PSMD10^Gankyrin Levels Increase during Differentiation of hNPCs

PSMD10^Gankyrin, a proteasome assembly chaperone, is a widely known oncoprotein which aspects many hall mark properties of cancer. However, except proteasome assembly chaperon function its role in normal cell function remains unknown.

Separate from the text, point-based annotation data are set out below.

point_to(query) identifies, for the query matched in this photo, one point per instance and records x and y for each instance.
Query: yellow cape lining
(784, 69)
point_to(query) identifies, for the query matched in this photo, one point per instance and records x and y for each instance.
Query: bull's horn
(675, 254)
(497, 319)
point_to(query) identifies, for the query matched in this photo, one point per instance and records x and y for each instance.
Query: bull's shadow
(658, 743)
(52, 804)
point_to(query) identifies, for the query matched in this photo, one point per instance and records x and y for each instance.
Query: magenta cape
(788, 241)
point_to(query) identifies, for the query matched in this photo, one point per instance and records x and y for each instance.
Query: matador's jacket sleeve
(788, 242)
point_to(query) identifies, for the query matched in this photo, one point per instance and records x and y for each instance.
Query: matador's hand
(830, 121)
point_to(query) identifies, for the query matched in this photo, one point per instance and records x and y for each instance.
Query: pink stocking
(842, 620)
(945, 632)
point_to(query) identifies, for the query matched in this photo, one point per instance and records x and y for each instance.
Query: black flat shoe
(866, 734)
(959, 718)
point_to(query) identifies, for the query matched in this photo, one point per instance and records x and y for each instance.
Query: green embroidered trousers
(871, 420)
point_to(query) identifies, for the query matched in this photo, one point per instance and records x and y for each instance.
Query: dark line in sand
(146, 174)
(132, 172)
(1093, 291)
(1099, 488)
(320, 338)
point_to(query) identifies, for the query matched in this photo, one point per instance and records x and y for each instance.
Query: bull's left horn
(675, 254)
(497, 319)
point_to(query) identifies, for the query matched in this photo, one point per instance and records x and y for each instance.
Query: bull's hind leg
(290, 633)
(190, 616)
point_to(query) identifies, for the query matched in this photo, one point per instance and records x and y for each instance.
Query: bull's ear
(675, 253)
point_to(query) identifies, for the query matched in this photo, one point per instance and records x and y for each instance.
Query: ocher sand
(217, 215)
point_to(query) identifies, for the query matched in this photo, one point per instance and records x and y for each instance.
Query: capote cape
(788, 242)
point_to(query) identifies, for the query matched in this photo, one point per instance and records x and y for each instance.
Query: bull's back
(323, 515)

To characterize the effect of PSMD10^Gankyrin on overall gene expression, Sahu's team conducted microarray analysis on total RNA isolated from PSMD10^Gankyrin-overexpressing stable HEK293 cells. Compared with vector control cells, the analysis identified differentially expressed genes associated with neuronal differentiation, suggesting that PSMD10^Gankyrin might regulate cell fate determination. Therefore, they tested the role of PSMD10^Gankyrin in neuronal differentiation within human neural progenitor cell (hNPC). After 14 days in media without growth factors (EGF and FGF), hNPCs mainly differentiated into astrocytic cells (~80-90%), with a small portion becoming neurons (~10-15%) (Fig. 3D), and rare oligodendrocyte population observed. In undifferentiated progenitor cells (UD) and after differentiation (DF), PSMD10^Gankyrin levels increased significantly in DF cells at both protein (Fig. 3E and F) and mRNA levels (Fig. 3G and H), contrasting with minimal changes in other proteasome subunits (Fig. 3I). Network analyses demonstrated the involvement of nodes like Ngn1 and β-catenin in neurogenesis. In support of this, in PSMD10^Gankyrin overexpressing HEK293 cells, an increase in β-catenin protein levels (Fig. 4A), mRNA levels (Fig. 4B), and its transcriptional activity (Fig. 4C) were observed while silencing it reduced them (Fig. 4D and E). Differentiated hNPCs had higher β-catenin protein levels compared to UD cells (Fig. 4F), and increased mRNA levels of Ngn1 and Nrg1 (Fig. 4G and H). Nrg1, crucial for cell growth and differentiation, was upregulated with stable PSMD10^Gankyrin but decreased when PSMD10^Gankyrin was silenced (Fig. 4D). Monitoring PSMD10^Gankyrin during differentiation over 10 days (Fig. 4I-K) revealed its linear increase correlating with β-III tubulin rise, suggesting its role in neuron differentiation.

Fig. 3. Differentiated human neural progenitor cells (hNPCs) shows higher expression of PSMD10^Gankyrin (Sahu, I., Nanaware, P., et al., 2019).

Fig. 4. PSMD10^Gankyrin expression increases during the hNPCs differentiation process (Sahu, I., Nanaware, P., et al., 2019).